Friday, July 9, 2010

RAID is for Disk Bugs

Last month I went on vacation to Calgary, and I shut down Gemini for the time. Everything seemed to be working fine when I left, so when I got back from vacation and turned Gemini on again I was surprised to find the system was running really slowly.

On a hunch I suspected there was a disk failure and my RAID 5 system was running degraded. I managed to find the RAID Management Software from Intel and installed it. Sure enough, it confirmed that the array was degraded while it was trying to rebuild disk 5. I came back hours later to find that the rebuild had not progressed past 3%. The RAID software was reporting there were 254 Unrecoverable Medium errors on that drive so I figure maybe there was something seriously wrong with it.

I replace disk 5 with a spare disk and started up the system, and sure enough it started rebuilding this disk. Things seemed to be progressing better, but still it was awesomely slow rebuilding. After several days it was only 10% complete. Then I started getting more of those Unrecoverable Medium Errors. But not only on the newly replaced disk 5, but disk 1 was also starting to report the same errors.

After a week had gone by the rebuild was at 81%, and the progress seemed to be going better so I was hopeful it would finish the next day.

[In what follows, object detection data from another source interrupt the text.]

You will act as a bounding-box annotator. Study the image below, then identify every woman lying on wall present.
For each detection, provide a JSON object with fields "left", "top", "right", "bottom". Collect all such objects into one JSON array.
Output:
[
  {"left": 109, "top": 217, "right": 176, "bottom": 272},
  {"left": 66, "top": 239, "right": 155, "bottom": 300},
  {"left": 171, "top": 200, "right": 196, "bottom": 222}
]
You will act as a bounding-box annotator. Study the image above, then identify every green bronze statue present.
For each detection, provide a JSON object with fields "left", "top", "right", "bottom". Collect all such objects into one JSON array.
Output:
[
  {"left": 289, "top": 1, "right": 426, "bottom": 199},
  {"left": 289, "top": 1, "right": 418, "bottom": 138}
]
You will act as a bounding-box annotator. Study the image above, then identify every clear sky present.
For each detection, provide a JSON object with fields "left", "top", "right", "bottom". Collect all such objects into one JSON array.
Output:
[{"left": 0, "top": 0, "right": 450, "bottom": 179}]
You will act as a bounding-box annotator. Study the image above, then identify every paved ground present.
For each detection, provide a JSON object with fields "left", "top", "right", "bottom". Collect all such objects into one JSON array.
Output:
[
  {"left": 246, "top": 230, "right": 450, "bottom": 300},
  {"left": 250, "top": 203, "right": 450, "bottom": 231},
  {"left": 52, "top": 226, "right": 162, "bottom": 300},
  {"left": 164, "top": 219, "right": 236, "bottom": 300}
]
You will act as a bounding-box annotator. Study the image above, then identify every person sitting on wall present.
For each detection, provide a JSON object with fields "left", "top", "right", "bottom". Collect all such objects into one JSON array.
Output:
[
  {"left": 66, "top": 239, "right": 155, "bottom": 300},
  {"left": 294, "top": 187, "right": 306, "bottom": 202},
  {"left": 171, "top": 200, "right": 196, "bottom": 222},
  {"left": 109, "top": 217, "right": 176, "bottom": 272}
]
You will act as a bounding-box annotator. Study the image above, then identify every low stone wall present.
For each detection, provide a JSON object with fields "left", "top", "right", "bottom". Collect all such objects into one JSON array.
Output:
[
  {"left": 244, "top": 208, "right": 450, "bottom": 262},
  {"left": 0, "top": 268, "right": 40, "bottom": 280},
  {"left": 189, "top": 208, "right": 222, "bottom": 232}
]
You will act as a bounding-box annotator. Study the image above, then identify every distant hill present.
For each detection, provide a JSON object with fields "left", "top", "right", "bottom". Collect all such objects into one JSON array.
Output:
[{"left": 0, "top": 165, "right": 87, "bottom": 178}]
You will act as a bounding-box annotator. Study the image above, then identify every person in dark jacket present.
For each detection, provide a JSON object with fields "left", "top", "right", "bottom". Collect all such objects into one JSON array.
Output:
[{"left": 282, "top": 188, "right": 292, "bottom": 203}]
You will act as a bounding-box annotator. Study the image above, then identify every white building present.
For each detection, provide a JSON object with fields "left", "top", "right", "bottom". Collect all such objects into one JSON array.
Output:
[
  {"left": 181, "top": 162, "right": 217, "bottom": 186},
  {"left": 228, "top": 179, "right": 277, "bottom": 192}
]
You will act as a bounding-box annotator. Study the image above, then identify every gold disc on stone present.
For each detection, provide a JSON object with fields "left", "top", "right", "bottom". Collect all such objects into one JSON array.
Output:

Much to my dismay the next day I discovered the rebuild had failed because there were no more entries in the bad-block table.

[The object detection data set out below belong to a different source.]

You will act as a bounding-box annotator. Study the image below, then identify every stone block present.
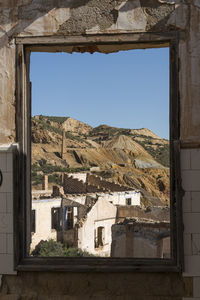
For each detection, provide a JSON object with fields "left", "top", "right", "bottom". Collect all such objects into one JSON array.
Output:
[
  {"left": 183, "top": 213, "right": 200, "bottom": 233},
  {"left": 181, "top": 170, "right": 200, "bottom": 192},
  {"left": 0, "top": 233, "right": 7, "bottom": 254},
  {"left": 193, "top": 277, "right": 200, "bottom": 299},
  {"left": 192, "top": 233, "right": 200, "bottom": 255},
  {"left": 0, "top": 254, "right": 16, "bottom": 274},
  {"left": 191, "top": 192, "right": 200, "bottom": 212},
  {"left": 181, "top": 149, "right": 191, "bottom": 170},
  {"left": 191, "top": 149, "right": 200, "bottom": 170},
  {"left": 0, "top": 153, "right": 7, "bottom": 173},
  {"left": 0, "top": 193, "right": 7, "bottom": 213},
  {"left": 6, "top": 152, "right": 13, "bottom": 172},
  {"left": 184, "top": 255, "right": 200, "bottom": 276},
  {"left": 6, "top": 193, "right": 13, "bottom": 213},
  {"left": 6, "top": 234, "right": 14, "bottom": 254}
]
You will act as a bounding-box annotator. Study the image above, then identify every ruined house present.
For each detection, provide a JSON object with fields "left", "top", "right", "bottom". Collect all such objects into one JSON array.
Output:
[{"left": 0, "top": 0, "right": 200, "bottom": 300}]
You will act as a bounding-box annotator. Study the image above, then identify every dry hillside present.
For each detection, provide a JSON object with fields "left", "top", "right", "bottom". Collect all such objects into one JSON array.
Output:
[{"left": 32, "top": 116, "right": 169, "bottom": 205}]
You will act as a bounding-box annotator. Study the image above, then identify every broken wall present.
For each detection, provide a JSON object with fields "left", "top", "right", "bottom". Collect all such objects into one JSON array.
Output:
[{"left": 0, "top": 0, "right": 200, "bottom": 300}]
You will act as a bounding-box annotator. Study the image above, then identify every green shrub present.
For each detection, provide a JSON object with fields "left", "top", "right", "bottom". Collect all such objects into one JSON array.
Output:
[
  {"left": 32, "top": 239, "right": 64, "bottom": 256},
  {"left": 32, "top": 239, "right": 94, "bottom": 257}
]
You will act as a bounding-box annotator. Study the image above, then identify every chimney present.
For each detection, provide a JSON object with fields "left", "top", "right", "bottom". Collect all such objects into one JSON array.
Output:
[
  {"left": 42, "top": 175, "right": 48, "bottom": 191},
  {"left": 61, "top": 129, "right": 66, "bottom": 158}
]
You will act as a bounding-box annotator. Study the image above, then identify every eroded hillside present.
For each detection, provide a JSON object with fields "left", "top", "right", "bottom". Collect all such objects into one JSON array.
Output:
[{"left": 32, "top": 116, "right": 169, "bottom": 205}]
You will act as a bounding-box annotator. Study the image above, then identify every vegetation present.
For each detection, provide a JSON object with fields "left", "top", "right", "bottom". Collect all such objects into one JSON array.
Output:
[
  {"left": 32, "top": 239, "right": 94, "bottom": 257},
  {"left": 34, "top": 118, "right": 62, "bottom": 135},
  {"left": 42, "top": 116, "right": 69, "bottom": 124}
]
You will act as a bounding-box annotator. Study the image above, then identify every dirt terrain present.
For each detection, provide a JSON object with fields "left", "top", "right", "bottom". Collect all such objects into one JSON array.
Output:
[{"left": 32, "top": 116, "right": 170, "bottom": 206}]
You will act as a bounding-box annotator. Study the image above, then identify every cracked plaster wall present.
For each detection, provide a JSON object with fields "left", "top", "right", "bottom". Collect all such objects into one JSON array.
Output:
[{"left": 0, "top": 0, "right": 200, "bottom": 300}]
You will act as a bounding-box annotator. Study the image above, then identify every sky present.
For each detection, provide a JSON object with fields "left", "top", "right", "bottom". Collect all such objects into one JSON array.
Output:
[{"left": 30, "top": 48, "right": 169, "bottom": 139}]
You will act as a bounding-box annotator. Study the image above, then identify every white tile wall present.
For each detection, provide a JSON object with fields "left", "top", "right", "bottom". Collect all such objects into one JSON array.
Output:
[
  {"left": 181, "top": 149, "right": 200, "bottom": 300},
  {"left": 0, "top": 145, "right": 16, "bottom": 274}
]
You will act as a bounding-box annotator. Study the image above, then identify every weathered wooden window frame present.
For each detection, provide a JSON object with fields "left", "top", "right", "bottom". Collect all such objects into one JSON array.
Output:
[{"left": 14, "top": 32, "right": 183, "bottom": 272}]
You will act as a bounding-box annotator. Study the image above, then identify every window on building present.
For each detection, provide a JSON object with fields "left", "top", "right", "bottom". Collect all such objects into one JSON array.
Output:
[
  {"left": 51, "top": 207, "right": 62, "bottom": 231},
  {"left": 14, "top": 36, "right": 180, "bottom": 267},
  {"left": 126, "top": 198, "right": 132, "bottom": 205},
  {"left": 95, "top": 226, "right": 105, "bottom": 248},
  {"left": 64, "top": 206, "right": 74, "bottom": 230}
]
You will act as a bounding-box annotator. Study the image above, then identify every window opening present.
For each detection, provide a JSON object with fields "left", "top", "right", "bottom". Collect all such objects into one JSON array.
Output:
[{"left": 30, "top": 48, "right": 171, "bottom": 258}]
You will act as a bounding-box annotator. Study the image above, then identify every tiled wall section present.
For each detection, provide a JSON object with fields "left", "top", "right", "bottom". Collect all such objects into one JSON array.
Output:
[
  {"left": 0, "top": 145, "right": 15, "bottom": 274},
  {"left": 181, "top": 149, "right": 200, "bottom": 300}
]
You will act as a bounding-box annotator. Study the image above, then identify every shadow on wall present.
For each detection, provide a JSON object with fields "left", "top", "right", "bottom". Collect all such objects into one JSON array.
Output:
[{"left": 0, "top": 0, "right": 175, "bottom": 48}]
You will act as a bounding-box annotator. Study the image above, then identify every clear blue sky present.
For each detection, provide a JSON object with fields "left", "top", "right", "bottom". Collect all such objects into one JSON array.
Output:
[{"left": 31, "top": 48, "right": 169, "bottom": 139}]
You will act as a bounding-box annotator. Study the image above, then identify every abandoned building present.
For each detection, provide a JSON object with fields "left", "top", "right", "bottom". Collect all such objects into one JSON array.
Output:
[
  {"left": 0, "top": 0, "right": 200, "bottom": 300},
  {"left": 30, "top": 173, "right": 144, "bottom": 257}
]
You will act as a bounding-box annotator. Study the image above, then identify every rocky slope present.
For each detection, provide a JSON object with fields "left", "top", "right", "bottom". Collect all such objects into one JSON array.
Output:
[{"left": 32, "top": 116, "right": 169, "bottom": 205}]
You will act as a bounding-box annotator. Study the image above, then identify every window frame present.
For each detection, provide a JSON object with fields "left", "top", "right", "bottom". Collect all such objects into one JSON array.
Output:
[{"left": 14, "top": 32, "right": 183, "bottom": 272}]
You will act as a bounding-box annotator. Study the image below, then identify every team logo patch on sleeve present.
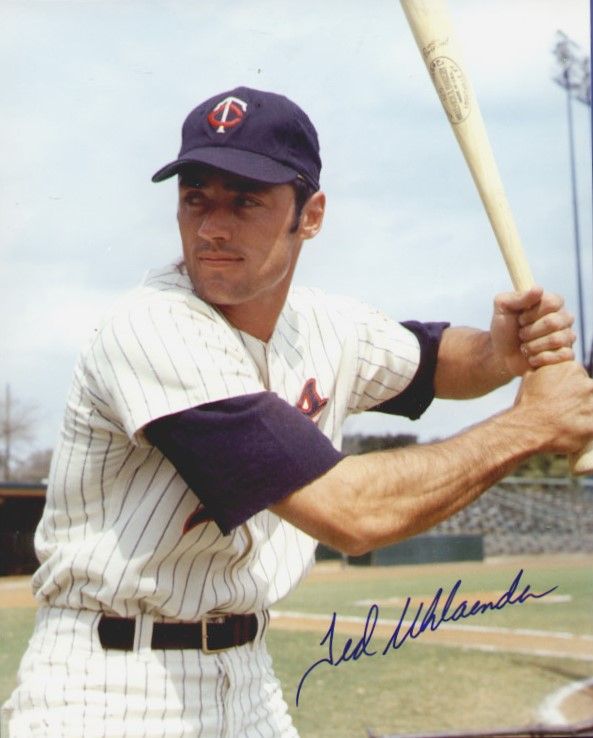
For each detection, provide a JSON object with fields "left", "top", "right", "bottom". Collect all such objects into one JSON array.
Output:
[
  {"left": 296, "top": 379, "right": 327, "bottom": 418},
  {"left": 208, "top": 97, "right": 247, "bottom": 133}
]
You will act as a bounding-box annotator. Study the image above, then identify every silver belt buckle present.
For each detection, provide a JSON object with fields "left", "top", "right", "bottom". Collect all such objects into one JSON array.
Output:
[{"left": 200, "top": 615, "right": 228, "bottom": 653}]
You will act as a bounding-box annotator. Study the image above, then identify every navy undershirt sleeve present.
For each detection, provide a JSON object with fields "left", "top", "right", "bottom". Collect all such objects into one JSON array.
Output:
[
  {"left": 144, "top": 392, "right": 343, "bottom": 535},
  {"left": 370, "top": 320, "right": 450, "bottom": 420}
]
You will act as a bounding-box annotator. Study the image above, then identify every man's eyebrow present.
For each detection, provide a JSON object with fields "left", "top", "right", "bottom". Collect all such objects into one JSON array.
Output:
[{"left": 180, "top": 176, "right": 273, "bottom": 193}]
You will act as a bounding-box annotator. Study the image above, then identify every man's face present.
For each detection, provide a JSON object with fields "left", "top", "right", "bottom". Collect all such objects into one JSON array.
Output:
[{"left": 177, "top": 169, "right": 307, "bottom": 312}]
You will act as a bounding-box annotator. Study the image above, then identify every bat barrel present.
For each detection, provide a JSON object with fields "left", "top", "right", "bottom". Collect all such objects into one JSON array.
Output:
[{"left": 400, "top": 0, "right": 593, "bottom": 474}]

Storage on a disk drive is divided up into 512 byte units called sectors. Every drive has some spare sectors in case there are unrecoverable errors. In this case the sector with the error is remapped to one of the spare sectors via the bad-block table. Anyway, I ordered a new disk drive to replace the failed drive.

So now it looks like I have two failed disks, and one disk that is slowly failing. If another drive fails I will be royally hooped. In a RAID 5 system, if one disk fails the system will still run. But if two disks fail the whole file system is destroyed.